Я перевел взгляд на деревья, которые торчали из пола в нескольких
десятках метров от Железного Бастиона не с моей, а с той, враждебной
стороны, где меня не было, а была только враждебная всему живому ядовитая
окружающая среда, и от небрат-цевского беспорядка, мною увиденного, мне
стало совсем плохо.
-- Когда за Железным Бастионом ночь, -- меж тем продолжала говорить
братец Принцесса, -- почти все краски там гаснут, но даже сейчас ты видишь
не только черный и белый цвет.
-- Иллюзии, -- прошептал я. -- Вражеские галлюцинации...
-- Посмотри на небо.
-- Куда?
-- Вверх, туда, где звезды. Небо -- темно-синее, луна -- бледно-желтая.
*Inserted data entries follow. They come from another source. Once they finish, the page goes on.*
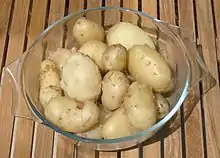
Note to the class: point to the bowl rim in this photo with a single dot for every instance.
(144, 133)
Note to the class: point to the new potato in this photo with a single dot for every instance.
(115, 58)
(49, 82)
(114, 88)
(128, 35)
(118, 125)
(81, 79)
(85, 30)
(147, 66)
(140, 105)
(66, 114)
(94, 49)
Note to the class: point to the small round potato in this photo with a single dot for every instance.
(81, 79)
(115, 58)
(94, 49)
(114, 88)
(128, 35)
(66, 114)
(49, 82)
(140, 105)
(60, 56)
(85, 30)
(118, 125)
(147, 66)
(162, 105)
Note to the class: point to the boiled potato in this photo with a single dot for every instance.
(162, 105)
(115, 58)
(140, 105)
(66, 114)
(81, 79)
(94, 132)
(49, 82)
(94, 49)
(104, 114)
(128, 35)
(60, 56)
(114, 88)
(85, 30)
(118, 125)
(147, 66)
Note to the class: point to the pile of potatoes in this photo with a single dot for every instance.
(111, 86)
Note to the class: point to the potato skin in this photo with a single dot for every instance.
(65, 114)
(60, 56)
(94, 49)
(128, 35)
(140, 106)
(115, 58)
(49, 82)
(85, 30)
(81, 79)
(114, 88)
(118, 125)
(147, 66)
(162, 105)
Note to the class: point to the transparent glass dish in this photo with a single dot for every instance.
(174, 43)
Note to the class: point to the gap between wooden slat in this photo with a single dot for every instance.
(15, 48)
(211, 99)
(193, 126)
(172, 144)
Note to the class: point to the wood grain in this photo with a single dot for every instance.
(193, 126)
(23, 143)
(150, 7)
(211, 99)
(216, 5)
(172, 144)
(15, 49)
(5, 10)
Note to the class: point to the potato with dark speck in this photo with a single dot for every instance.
(85, 30)
(115, 58)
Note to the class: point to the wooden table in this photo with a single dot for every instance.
(21, 21)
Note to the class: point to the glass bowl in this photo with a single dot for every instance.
(174, 43)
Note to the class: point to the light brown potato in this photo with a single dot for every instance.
(49, 82)
(114, 88)
(81, 79)
(147, 66)
(85, 30)
(94, 49)
(118, 125)
(162, 105)
(94, 132)
(140, 105)
(60, 56)
(128, 35)
(115, 58)
(66, 114)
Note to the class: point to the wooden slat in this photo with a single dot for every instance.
(172, 144)
(193, 126)
(5, 11)
(211, 99)
(15, 48)
(150, 7)
(216, 5)
(23, 138)
(65, 145)
(133, 4)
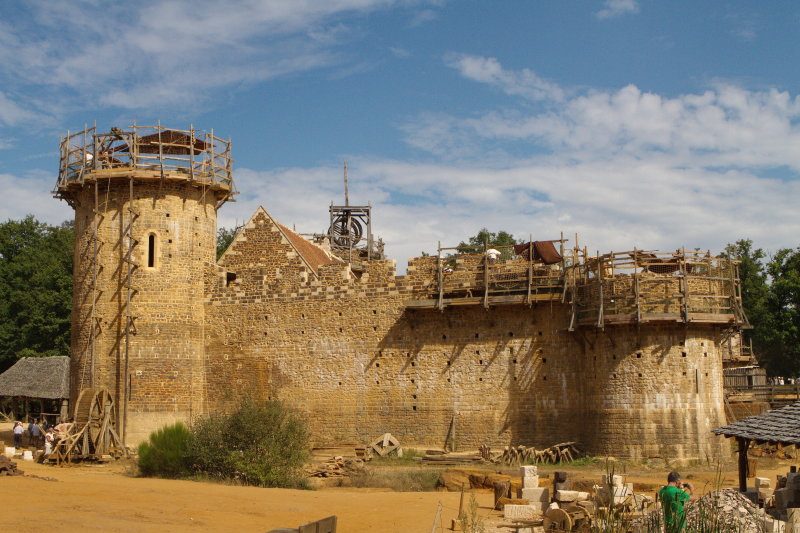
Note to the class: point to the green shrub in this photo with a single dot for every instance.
(259, 443)
(166, 453)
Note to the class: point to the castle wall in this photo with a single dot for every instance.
(654, 392)
(347, 352)
(165, 351)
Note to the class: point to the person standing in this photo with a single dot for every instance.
(34, 433)
(673, 498)
(18, 431)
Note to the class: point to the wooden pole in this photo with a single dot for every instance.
(743, 445)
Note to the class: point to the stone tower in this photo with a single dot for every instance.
(145, 202)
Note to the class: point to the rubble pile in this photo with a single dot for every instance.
(727, 508)
(8, 467)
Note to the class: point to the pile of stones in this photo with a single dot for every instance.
(8, 467)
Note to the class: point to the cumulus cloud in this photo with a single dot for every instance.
(616, 8)
(488, 70)
(172, 53)
(24, 195)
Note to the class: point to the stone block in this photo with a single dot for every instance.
(772, 525)
(530, 482)
(783, 498)
(534, 495)
(793, 520)
(762, 483)
(524, 512)
(571, 496)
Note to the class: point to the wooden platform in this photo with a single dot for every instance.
(508, 299)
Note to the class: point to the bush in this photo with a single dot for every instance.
(260, 443)
(166, 453)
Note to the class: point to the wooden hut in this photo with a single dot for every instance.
(37, 382)
(778, 426)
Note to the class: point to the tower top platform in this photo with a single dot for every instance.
(145, 153)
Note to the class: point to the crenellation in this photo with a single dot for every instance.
(636, 372)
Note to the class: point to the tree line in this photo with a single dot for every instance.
(36, 292)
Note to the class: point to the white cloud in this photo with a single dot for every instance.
(171, 53)
(25, 195)
(488, 70)
(617, 8)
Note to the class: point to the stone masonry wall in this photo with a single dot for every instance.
(349, 354)
(165, 361)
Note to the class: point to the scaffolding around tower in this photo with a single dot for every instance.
(153, 152)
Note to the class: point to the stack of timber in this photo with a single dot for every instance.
(338, 460)
(8, 467)
(437, 457)
(557, 453)
(337, 466)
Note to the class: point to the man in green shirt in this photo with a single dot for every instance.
(673, 499)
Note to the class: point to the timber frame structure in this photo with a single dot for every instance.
(617, 288)
(136, 155)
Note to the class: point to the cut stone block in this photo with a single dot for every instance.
(765, 494)
(534, 495)
(782, 497)
(524, 512)
(772, 525)
(571, 496)
(762, 483)
(530, 482)
(793, 520)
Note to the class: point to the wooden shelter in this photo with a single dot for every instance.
(778, 426)
(44, 380)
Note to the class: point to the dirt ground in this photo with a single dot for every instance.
(109, 498)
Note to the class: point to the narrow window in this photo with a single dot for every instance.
(151, 251)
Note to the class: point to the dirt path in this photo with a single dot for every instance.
(103, 498)
(107, 498)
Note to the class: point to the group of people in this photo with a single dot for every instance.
(41, 434)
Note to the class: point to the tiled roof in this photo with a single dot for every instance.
(37, 377)
(779, 425)
(314, 256)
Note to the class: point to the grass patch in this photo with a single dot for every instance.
(410, 456)
(417, 479)
(166, 453)
(259, 443)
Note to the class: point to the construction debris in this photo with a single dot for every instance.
(386, 444)
(557, 453)
(451, 459)
(341, 459)
(336, 467)
(8, 467)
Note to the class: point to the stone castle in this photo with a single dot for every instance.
(621, 352)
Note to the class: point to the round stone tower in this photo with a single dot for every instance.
(145, 202)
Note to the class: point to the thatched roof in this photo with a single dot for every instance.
(37, 377)
(778, 425)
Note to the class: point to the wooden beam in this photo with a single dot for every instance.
(743, 445)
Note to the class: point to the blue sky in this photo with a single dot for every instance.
(630, 122)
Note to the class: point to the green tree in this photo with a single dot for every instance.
(224, 239)
(259, 443)
(476, 242)
(35, 289)
(782, 334)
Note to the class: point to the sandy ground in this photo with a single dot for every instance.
(109, 498)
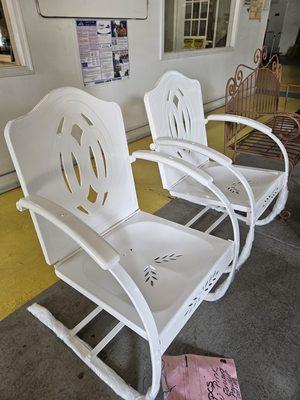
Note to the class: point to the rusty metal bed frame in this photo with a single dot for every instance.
(254, 93)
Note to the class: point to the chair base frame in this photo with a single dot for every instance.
(84, 351)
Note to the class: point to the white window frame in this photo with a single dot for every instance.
(15, 25)
(235, 10)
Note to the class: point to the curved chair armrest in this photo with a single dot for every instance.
(95, 246)
(239, 120)
(226, 162)
(206, 180)
(201, 176)
(255, 125)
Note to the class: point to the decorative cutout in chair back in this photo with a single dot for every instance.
(71, 149)
(175, 109)
(253, 92)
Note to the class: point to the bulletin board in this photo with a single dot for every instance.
(103, 49)
(106, 9)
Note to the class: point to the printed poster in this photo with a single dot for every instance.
(103, 48)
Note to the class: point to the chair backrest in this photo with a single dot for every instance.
(71, 149)
(175, 109)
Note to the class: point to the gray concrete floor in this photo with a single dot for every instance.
(256, 324)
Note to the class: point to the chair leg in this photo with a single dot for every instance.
(89, 355)
(156, 375)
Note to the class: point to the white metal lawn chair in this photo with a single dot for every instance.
(72, 160)
(176, 117)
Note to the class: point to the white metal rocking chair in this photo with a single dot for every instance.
(175, 112)
(72, 160)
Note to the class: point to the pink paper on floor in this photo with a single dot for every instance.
(192, 377)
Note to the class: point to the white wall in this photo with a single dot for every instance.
(291, 25)
(54, 51)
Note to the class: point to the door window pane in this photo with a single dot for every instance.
(196, 24)
(6, 51)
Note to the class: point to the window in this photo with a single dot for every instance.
(197, 24)
(6, 51)
(14, 51)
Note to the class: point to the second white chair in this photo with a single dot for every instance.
(178, 127)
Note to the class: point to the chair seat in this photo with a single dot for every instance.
(265, 184)
(173, 266)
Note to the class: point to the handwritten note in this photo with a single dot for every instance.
(193, 377)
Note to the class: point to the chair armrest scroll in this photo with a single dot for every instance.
(197, 147)
(255, 125)
(95, 246)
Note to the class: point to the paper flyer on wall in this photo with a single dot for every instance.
(103, 49)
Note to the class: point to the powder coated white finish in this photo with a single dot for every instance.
(149, 273)
(175, 112)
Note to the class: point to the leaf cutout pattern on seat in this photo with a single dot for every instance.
(196, 300)
(167, 258)
(150, 275)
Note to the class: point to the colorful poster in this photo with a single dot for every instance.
(256, 7)
(103, 49)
Завтра, когда ты выйдешь туда при свете дня, увидишь, что небо -- голубое,
трава и листья деревьев -- зеленые... Что с тобой? Ты плохо себя чувствуешь?
Мои ноги еле держали тело братца Пилата III, он закрыл глаза и молча
кивнул.
-- К этому нужно привыкнуть, там слишком красиво, -- сказала братец
Принцесса.
-- Иллюзии, -- проскрипел я сквбзь зубы. -- Ядовитые испарения
проникают к нам через глазки. Вот я и отравился...
Он нежно коснулась нежной ладонью моей щеки.
-- Бедненький мой Пилатик... Не ядовитые испарения к нам проникают, а
красота, чуть-чуть. Открой глаза.
Я открыл. Глаза братца Принцессы были возле моих. Наши глаза были
совсем рядом с глазком в Железном Бастионе. Глаза братца Принцессы были
странными: не серыми, как обычно, а почти того же цвета, что и потолок
окружающей среды рядом с луной, и в них я видел все то, что видел тут, но
главное -- там, за Железным Бастионом.
-- Ну, видишь?
-- Вижу, -- выдавилось из меня.
-- Ты видишь мою душу. Я вижу твою. Видишь, там тоже есть небо, луна и
звезды, там тоже есть свой Железный Бастион, даже свой Сам Братец Президент
и Белый Полковник там есть... Все вокруг -- только отражение наших душ. Мы
свободны и счастливы, когда в наших душах нет Железного Бастиона...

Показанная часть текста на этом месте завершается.